Driving this demand is the company’s product offerings, which are a “stepping stone before a full-on enhanced equipment trust certificates issue in the public markets,” says Douglas Brennan, chief executive officer of AFC.

“Some customers don't want a credit rating and that is usually required for a EETC, so we can minimise those concerns with a private EETC issue,” he says.

Competitive advance rates and funding for smaller deal sizes are also fuelling customer demand.

“We can achieve higher loan-to-value ratios than found in typical commercial debt bank financings, and we don't say no to sub-$500 million deals, which are probably our most common transactions,” he says.

Last month, AFC announced its first direct investment in a “large global airline” pre-delivery payment (PDP) bridging facility. The deal helped to “eliminate the need” for a larger refinancing of short-term debt.

The financier is currently working on a “combination package” for Avianca, which involves bank and capital markets funding to help pay for 38 Airbus A330 and A320 aircraft. The financing also includes A320 pre-delivery payment financing.

The deal is a follow-on transaction for the Latin American airline group, after AFC secured the carrier’s major shareholder, Synergy, $263 million in PDP financing. That financing, which supported eight A330s, was later increased to $294 million this year.

AFC also completed a private placement in the capital markets to fund the purchase of five Boeing 737-800s for a “large international carrier” this year.

In addition, it secured PDP financing to help support 10 Bombardier Challenger 605 business jets for IALT, a Swiss aircraft financing, leasing and trading company.

“We finance all asset classes and all manufacturers, including turboprops and helicopters,” says Brennan.

The New York-based financier is working closely to expand its business with the help of its sister company, Guardian, which was established in Dublin this year.

“AFC and Guardian will work together to co-invest with aircraft operators in tranched financings, involving mainly new aircraft,” he says.

Brennan admits the amount of new money entering the aviation finance market is a concern for the financier.

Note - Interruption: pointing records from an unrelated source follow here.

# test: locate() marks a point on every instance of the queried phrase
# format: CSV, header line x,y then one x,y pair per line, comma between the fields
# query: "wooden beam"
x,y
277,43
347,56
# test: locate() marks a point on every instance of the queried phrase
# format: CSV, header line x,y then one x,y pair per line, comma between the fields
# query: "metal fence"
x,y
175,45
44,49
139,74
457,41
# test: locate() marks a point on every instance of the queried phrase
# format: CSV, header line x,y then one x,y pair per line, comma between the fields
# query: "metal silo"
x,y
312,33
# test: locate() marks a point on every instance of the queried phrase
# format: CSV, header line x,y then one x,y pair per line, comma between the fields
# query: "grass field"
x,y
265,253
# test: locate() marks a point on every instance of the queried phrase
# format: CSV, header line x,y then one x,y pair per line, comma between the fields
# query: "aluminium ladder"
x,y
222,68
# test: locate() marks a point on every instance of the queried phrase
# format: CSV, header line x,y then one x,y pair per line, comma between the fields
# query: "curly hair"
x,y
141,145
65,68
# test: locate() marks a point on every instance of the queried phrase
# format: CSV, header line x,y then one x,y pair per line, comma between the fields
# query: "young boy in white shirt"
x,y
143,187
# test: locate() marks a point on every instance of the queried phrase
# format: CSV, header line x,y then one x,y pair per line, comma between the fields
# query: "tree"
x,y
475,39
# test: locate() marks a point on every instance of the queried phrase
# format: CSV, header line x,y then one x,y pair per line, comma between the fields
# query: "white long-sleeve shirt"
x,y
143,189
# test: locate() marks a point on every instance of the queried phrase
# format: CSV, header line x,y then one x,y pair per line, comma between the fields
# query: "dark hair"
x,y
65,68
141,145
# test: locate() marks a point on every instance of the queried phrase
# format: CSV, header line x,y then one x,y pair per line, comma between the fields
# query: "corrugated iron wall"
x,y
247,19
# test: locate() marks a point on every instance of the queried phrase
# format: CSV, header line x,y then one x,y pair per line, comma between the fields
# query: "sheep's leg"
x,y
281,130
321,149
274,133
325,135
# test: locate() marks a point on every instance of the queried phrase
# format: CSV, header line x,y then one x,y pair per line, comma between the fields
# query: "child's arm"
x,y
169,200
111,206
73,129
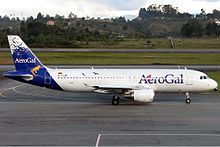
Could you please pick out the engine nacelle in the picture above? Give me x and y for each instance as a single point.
(143, 95)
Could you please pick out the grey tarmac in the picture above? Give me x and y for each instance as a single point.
(31, 115)
(81, 50)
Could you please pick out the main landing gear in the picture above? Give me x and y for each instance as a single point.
(188, 100)
(115, 100)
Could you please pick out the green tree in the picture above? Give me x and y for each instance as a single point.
(193, 28)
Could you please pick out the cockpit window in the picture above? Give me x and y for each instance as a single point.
(203, 77)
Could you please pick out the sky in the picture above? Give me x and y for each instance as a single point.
(97, 8)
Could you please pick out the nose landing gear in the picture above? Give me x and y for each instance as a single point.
(188, 100)
(115, 100)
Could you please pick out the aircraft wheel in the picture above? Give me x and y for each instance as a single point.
(115, 101)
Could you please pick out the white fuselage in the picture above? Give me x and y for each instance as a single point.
(159, 80)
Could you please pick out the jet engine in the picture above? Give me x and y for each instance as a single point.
(143, 95)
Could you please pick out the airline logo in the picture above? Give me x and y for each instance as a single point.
(35, 69)
(167, 79)
(28, 60)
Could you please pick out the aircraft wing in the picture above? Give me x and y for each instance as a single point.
(26, 77)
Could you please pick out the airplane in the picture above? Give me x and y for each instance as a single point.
(137, 84)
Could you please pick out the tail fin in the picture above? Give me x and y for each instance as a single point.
(24, 58)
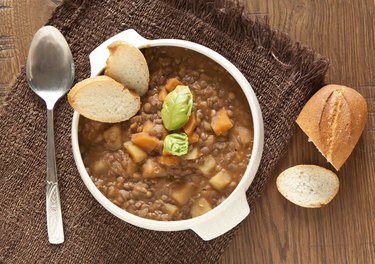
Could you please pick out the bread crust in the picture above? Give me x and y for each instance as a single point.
(308, 171)
(334, 119)
(132, 58)
(104, 81)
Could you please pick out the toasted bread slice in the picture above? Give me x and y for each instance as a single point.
(103, 99)
(308, 185)
(127, 65)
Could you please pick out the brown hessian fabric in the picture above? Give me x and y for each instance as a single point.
(283, 74)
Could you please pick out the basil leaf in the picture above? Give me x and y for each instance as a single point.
(176, 144)
(177, 108)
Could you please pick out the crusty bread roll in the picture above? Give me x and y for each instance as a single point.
(103, 99)
(334, 119)
(308, 185)
(127, 65)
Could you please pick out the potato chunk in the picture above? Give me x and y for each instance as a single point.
(135, 152)
(182, 193)
(193, 154)
(152, 169)
(220, 180)
(199, 207)
(170, 208)
(113, 137)
(208, 165)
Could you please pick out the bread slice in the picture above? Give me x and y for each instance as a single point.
(103, 99)
(308, 185)
(334, 119)
(127, 65)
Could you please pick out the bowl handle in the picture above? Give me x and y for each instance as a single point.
(98, 56)
(215, 225)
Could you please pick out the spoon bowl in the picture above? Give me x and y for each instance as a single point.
(49, 67)
(50, 74)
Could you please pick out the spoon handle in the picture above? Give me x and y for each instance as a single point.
(53, 206)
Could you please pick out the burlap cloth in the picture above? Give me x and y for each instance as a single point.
(282, 73)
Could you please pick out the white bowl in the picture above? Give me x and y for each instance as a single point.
(235, 207)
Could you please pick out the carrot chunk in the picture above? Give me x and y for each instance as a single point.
(193, 138)
(162, 94)
(145, 141)
(171, 84)
(147, 126)
(190, 125)
(221, 123)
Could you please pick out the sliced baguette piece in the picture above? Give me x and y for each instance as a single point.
(103, 99)
(127, 65)
(334, 119)
(308, 185)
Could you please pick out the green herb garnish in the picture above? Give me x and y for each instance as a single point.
(177, 108)
(176, 144)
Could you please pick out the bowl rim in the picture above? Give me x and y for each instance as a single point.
(248, 175)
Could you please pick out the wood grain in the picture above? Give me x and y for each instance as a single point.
(278, 231)
(18, 22)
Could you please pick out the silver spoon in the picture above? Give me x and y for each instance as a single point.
(50, 74)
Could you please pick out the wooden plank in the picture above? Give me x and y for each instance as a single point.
(19, 21)
(344, 231)
(278, 231)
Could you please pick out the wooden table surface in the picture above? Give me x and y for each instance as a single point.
(278, 231)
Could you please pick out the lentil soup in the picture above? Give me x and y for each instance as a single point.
(128, 163)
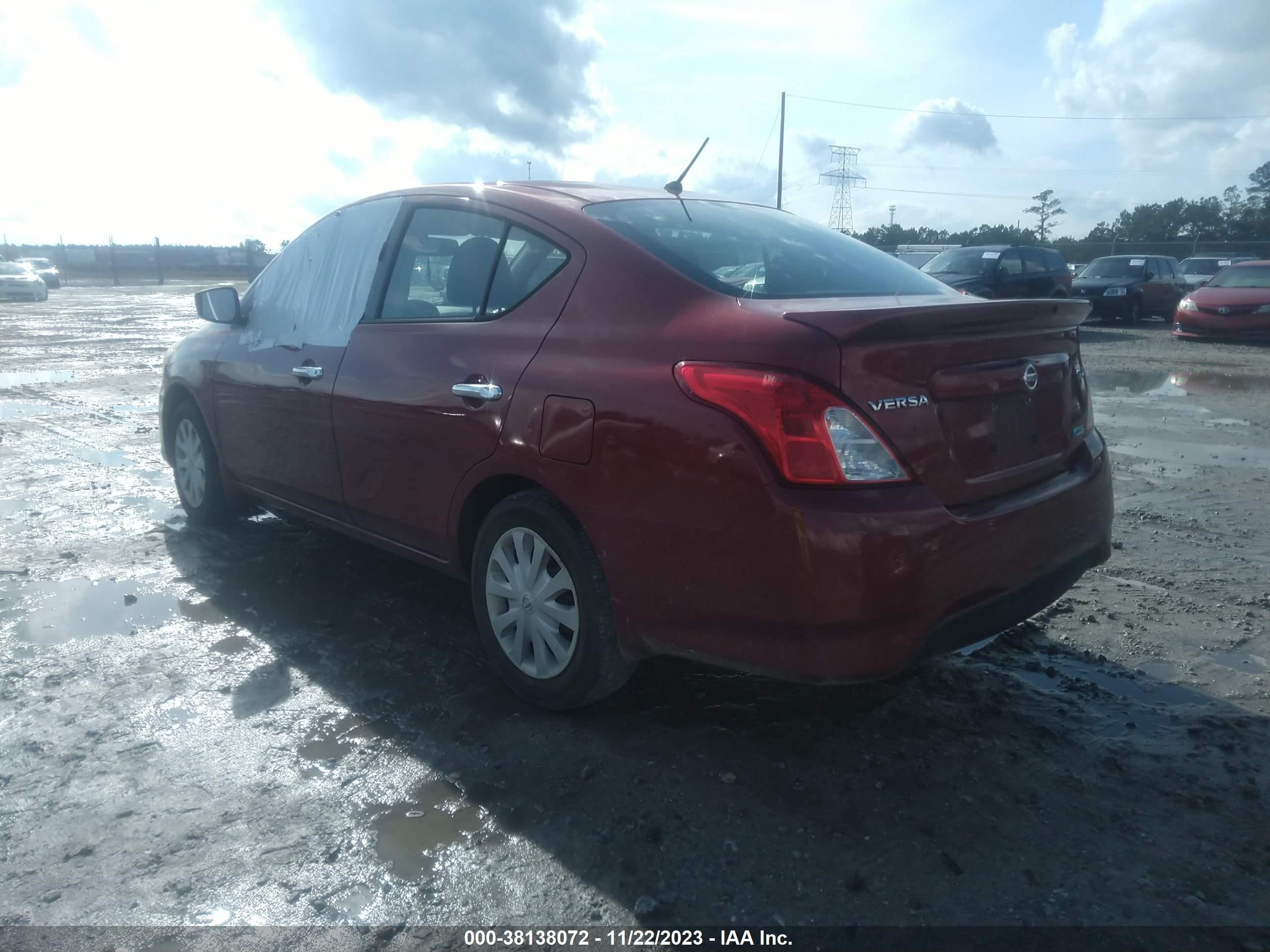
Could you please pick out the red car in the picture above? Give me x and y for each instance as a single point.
(1235, 305)
(826, 474)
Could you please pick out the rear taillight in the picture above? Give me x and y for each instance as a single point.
(807, 432)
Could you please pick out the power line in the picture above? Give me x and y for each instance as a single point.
(766, 143)
(1018, 116)
(975, 194)
(1050, 172)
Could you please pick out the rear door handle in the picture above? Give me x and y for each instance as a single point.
(478, 391)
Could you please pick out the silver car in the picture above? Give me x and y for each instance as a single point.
(22, 282)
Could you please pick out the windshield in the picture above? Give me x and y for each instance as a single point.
(1243, 278)
(798, 258)
(1203, 266)
(962, 261)
(1116, 268)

AFC has “turned away five or six transactions” in the past six months as the returns did not fit the financier’s requirements.

“While we do worry about returns given the amount of liquidity entering the market, we don't think we are in a bubble situation,” he says.

Still, even with returns under pressure, the industry is the “healthiest it has ever been”.

“There is a lot financing opportunity out there, supported by a strong aviation market backed by solid GDP growth and a stable operating environment.”

While Brennan anticipates interest rates will "ease higher", he does not expect a "rate shock".

The operating lease market, though, is one he is watching closely.

“I imagine there will be some reasonable fall-out in the leasing market as lessors lower lease rates and offer shorter rental terms to stay competitive,” he says.“The market has run-up, so it is subject to a healthy correction in the near term."